JAKARTA (20/2) - Kementerian Perhubungan cq. Ditjen Perhubungan Laut mengingatkan adanya cuaca ekstrim yang akan terjadi dalam tujuh hari kedepan melalui Maklumat Pelayaran No: 24/II/Dn-18 tanggal 19 Februari 2018.
Maklumat Pelayaran yang ditandatangani oleh Direktur Kesatuan Penjagaan Laut dan Pantai (KPLP), Capt. Jhonny R Silalahi ditujukan kepada seluruh Kepala Kantor Kesyahbandaran Utama, Kepala Kantor Kesyahbandaran dan Otoritas Pelabuhan (KSOP), Kepala Kantor Pelabuhan Batam, Kepala Kantor Unit Penyelenggaran Pelabuhan (UPP), dan Kepala Pangkalan Pangkalan Penjagaan Laut dan Pantai (PLP) serta Kepala Distrik Navigasi di seluruh Indonesia.
Capt. Jhonny menyebutkan, berdasarkan hasil pemantauan Badan Meteorologi Kimatologi, dan Geofisika (BMKG) pada 18 Februari 2018, diperkirakan pada tanggal 18 hingga 24 Februari 2018, cuaca ekstrim dengan tinggi gelombang 2,5 - 4 meter dan hujan lebat akan terjadi di perairan Laut Cina Selatan bagian utara, Samudera Hindia Barat Bengkulu, Samudera Hindia Selatan Jawa Timur hingga selatan Laut Timor, Samudera Pasifik Utara Laut Kepulauan Talaud dan Timur Filipina.
"Cuaca ekstrim akan ditemui dalam beberapa hari kedepan. Untuk itu, sedini mungkin pihak terkait dalam hal ini Regulator dan Operator termasuk Nakhoda harus siap dan dapat mengantisipasi terjadinya cuaca ekstrim," jelas Capt. Jhonny di Jakarta.
Untuk itu, lebih lanjut dikatakan Capt. Jhonny maka dalam mencegah terjadinya kecelakaan laut, agar para kepala UPT melakukan beberapa tindakan preventif.
Pertama, melakukan pemantauan ulang kondisi cuaca setiap hari melalui portal Badan Meterorologi Klimatologi dan Geofisika (BMKG) untuk selanjutnya menyebarluaskan hasil pantauan kepada pengguna jasa dan menempelkannya di terminal penumpang.
"Bila kondisi cuaca membahayakan keselamatan, maka pemberian Surat Persetujuan Berlayar (SPB) agar ditunda hingga kondisi cuaca di wilayah yang akan dilayari benar-benar aman," ujar Capt. Jhonny.
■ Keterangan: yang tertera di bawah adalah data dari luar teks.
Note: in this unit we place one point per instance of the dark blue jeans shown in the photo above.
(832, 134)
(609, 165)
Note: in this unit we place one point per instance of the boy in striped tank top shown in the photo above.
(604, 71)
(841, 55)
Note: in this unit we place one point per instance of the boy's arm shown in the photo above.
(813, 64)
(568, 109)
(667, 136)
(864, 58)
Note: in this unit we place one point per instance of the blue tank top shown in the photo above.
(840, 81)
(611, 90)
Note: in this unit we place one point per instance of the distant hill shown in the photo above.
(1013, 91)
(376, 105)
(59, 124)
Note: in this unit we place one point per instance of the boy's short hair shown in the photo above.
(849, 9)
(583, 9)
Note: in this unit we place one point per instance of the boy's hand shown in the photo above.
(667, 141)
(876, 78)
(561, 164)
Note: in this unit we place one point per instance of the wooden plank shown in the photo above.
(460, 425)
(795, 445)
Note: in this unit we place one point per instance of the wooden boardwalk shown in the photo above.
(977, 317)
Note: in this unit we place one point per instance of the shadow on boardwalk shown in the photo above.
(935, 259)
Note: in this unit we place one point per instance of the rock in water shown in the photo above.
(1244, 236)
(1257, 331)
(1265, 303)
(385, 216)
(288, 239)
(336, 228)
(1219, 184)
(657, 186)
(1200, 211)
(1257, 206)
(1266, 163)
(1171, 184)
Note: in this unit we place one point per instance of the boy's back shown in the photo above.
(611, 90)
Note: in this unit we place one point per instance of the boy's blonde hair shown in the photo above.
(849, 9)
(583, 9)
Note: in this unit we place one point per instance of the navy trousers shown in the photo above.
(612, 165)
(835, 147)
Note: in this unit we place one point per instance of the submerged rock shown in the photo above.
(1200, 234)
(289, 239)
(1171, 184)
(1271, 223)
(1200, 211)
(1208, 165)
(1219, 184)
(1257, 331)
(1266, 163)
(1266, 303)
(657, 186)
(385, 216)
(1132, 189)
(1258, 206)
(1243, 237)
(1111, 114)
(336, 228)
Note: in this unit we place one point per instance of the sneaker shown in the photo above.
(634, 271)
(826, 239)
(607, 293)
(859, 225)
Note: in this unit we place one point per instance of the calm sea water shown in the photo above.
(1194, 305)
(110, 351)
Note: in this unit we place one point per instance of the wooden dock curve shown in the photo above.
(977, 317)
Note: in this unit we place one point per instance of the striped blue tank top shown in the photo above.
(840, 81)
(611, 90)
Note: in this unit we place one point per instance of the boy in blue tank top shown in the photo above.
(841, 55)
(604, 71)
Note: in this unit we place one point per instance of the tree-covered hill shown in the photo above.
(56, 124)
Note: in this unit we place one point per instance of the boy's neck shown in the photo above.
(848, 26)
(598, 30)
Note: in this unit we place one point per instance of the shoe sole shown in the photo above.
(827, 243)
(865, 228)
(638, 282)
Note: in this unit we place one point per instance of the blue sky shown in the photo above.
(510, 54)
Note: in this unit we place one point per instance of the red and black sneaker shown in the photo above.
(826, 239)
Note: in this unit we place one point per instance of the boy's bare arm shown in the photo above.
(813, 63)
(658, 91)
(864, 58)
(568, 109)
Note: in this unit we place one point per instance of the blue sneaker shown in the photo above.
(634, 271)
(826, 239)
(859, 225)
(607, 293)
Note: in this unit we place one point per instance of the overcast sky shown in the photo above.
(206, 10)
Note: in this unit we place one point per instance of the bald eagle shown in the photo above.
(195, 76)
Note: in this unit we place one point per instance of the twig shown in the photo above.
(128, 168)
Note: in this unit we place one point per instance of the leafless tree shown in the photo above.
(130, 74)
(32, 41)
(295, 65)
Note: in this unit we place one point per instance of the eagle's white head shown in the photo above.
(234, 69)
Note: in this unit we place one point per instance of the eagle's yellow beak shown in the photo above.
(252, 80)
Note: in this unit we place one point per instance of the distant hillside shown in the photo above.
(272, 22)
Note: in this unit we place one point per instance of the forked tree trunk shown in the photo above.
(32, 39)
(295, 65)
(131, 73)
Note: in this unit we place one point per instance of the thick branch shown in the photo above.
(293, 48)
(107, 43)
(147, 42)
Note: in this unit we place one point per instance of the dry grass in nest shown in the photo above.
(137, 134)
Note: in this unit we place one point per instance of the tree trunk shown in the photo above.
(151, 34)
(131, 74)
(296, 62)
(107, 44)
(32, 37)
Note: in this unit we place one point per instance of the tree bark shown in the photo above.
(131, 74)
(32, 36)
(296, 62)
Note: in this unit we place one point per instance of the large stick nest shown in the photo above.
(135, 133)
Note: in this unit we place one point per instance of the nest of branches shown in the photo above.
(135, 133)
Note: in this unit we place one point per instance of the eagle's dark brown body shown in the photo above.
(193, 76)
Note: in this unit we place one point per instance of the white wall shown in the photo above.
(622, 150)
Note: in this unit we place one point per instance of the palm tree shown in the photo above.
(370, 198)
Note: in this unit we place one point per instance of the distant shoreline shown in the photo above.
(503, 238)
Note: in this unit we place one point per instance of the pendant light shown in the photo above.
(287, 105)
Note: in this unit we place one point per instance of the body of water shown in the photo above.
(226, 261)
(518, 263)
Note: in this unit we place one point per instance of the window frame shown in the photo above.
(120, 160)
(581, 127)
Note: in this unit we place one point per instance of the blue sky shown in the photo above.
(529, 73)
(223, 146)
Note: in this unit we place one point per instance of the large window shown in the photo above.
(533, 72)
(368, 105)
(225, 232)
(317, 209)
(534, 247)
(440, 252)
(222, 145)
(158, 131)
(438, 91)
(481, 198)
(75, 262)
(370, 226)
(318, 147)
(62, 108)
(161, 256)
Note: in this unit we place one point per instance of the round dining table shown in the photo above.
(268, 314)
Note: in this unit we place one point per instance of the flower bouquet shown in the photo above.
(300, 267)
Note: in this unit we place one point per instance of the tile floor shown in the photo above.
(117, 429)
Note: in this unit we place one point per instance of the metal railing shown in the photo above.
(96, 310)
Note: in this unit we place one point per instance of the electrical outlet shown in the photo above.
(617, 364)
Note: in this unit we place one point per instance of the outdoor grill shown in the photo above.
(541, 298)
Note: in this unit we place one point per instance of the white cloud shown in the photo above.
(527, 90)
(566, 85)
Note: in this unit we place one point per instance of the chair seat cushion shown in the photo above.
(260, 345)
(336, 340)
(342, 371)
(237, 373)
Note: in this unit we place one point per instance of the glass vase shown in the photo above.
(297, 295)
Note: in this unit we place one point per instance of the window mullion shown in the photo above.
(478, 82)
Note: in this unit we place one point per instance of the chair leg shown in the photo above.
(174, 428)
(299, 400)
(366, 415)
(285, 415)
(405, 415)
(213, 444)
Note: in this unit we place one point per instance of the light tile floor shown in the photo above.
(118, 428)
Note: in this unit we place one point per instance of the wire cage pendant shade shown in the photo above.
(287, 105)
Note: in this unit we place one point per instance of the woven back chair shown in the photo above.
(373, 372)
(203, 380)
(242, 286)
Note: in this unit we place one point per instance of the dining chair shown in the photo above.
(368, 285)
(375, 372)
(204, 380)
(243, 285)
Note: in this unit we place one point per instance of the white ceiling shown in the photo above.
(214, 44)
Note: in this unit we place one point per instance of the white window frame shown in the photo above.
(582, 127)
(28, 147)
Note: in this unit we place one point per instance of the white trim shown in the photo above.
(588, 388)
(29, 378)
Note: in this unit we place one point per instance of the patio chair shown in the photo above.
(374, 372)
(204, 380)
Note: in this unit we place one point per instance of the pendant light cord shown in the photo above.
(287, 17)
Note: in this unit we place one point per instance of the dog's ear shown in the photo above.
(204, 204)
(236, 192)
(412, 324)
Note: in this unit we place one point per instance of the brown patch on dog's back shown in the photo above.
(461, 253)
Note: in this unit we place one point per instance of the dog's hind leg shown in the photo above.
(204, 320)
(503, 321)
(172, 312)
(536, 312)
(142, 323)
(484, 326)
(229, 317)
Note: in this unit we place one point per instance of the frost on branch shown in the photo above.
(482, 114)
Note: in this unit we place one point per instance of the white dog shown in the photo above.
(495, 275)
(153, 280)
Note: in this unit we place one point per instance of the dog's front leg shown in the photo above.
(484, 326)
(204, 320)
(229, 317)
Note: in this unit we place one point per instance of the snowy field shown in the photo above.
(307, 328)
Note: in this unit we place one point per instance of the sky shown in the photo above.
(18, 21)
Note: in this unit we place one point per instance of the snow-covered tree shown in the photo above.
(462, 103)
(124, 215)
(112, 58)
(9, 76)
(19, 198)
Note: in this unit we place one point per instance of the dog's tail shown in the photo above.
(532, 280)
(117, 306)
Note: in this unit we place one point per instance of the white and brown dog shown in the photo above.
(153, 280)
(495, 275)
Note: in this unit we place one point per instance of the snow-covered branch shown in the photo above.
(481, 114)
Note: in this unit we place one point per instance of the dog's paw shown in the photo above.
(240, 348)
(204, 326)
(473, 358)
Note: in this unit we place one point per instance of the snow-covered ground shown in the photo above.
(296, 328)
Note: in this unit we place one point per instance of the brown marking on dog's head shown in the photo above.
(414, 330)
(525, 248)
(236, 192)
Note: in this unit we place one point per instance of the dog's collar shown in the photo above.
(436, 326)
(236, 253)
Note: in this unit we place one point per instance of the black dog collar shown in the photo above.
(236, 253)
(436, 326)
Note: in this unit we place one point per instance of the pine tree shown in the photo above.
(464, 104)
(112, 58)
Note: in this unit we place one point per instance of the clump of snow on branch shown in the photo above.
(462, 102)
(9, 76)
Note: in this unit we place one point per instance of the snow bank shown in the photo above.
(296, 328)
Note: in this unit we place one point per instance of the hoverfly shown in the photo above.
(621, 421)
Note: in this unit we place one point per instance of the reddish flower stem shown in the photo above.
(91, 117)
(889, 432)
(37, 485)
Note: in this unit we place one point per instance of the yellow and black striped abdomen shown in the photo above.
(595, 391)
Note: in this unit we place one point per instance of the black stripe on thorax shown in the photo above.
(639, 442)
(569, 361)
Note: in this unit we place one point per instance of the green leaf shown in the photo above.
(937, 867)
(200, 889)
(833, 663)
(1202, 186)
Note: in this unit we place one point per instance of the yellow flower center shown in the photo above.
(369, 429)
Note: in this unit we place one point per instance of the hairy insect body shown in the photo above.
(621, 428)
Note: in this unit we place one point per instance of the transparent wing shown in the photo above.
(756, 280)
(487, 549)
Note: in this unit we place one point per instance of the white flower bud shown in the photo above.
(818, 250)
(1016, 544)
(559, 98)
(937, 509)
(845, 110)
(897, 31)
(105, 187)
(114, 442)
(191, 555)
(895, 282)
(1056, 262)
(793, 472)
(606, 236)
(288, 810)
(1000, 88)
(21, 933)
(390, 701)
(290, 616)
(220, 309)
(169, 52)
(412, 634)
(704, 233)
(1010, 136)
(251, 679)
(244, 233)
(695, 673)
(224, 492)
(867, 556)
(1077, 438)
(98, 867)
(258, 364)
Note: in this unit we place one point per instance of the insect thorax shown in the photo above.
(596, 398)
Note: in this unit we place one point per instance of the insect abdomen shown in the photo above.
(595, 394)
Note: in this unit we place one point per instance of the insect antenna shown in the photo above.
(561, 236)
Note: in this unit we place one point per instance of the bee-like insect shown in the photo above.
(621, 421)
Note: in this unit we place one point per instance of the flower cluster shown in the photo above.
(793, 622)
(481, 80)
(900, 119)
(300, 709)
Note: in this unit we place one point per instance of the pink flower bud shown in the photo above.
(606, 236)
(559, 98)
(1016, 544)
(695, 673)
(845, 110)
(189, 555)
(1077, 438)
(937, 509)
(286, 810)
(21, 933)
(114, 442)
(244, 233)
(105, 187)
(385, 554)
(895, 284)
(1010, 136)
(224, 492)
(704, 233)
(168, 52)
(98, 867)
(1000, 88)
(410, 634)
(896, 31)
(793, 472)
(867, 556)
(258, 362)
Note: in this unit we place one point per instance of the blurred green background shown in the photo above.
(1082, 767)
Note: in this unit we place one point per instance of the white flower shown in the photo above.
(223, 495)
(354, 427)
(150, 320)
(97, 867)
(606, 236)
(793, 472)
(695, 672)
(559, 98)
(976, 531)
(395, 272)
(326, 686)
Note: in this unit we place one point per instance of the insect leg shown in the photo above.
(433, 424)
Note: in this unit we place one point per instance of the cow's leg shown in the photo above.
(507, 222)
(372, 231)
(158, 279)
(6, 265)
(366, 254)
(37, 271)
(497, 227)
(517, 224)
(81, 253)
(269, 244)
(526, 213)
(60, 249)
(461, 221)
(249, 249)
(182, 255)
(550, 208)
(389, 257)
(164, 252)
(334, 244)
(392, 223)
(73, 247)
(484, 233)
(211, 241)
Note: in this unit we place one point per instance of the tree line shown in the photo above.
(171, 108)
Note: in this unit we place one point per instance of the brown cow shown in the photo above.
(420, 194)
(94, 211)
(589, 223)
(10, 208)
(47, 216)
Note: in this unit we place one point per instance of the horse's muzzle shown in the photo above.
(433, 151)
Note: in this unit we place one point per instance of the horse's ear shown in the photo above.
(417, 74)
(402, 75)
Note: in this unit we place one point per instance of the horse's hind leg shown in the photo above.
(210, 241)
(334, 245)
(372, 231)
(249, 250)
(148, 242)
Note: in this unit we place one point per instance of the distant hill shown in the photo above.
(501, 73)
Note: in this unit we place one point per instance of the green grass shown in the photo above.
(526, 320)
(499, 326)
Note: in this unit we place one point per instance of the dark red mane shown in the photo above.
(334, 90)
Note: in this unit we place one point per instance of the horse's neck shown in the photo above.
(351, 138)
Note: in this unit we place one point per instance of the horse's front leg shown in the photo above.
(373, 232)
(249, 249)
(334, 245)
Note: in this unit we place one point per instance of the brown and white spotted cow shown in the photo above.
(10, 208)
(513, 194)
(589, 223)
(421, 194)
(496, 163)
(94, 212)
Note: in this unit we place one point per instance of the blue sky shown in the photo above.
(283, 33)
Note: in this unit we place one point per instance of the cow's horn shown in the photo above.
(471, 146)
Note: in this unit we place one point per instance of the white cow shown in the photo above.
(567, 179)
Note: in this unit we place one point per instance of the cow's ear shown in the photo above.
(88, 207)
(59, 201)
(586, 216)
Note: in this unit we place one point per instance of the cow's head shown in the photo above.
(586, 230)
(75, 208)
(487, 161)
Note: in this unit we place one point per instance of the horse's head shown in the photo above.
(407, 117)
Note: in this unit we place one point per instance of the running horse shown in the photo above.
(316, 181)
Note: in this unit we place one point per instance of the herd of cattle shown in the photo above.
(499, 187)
Kepada operator kapal khususnya nakhoda, diminta untuk melakukan pemantauan cuaca sekurang-kurangnya enam jam sebelum berlayar untuk selanjutnya melaporkan kepada syahbandar guna mengajukan permohonan SPB.
Lebih lanjut Capt. Jhonny menyebutkan bahwa saat dalam pelayaran, nakhoda juga harus melaporkan kondisi cuaca minimal enam jam sekali dan melaporkan kepada Stasiun Radio Pantai (SROP) terdekat dan dicatatkan dalam log book.
"Bila kapal mendadak menghadapi cuaca buruk, maka nakhoda segera melayari kapalnya ke tempat yang lebih aman dengan ketentuan kapal dalam kondisi siap digerakkan," imbuh Capt. Jhonny.
Setelah berlindung, nakhoda kapal wajib melaporkan ke Syahbandar dan SROP terdekat dengan menginformasikan posisi kapal dengan jelas.
Tak hanya kepada nakhoda, dalam Maklumat Pelayaran itu, Marwansyah menugaskan juga kepada Kepala Pangkalan PLP dan Kepala Distrik Navigasi agar seluruh kapal patroli KPLP dan kapal negara Kenavigasian pada posisi siaga dan segera dilayarkan pada saat menerima informasi bahaya dan atau kecelakaan kapal.
"Kepala SROP dan nakhoda kapal negara juga agar memantau dan menyebarluaskan kondisi cuaca dan bila terjadi kecelakaan maka harus segera berkoordinasi dengan Kepala Pangkalan," tutup Capt. Jhonny.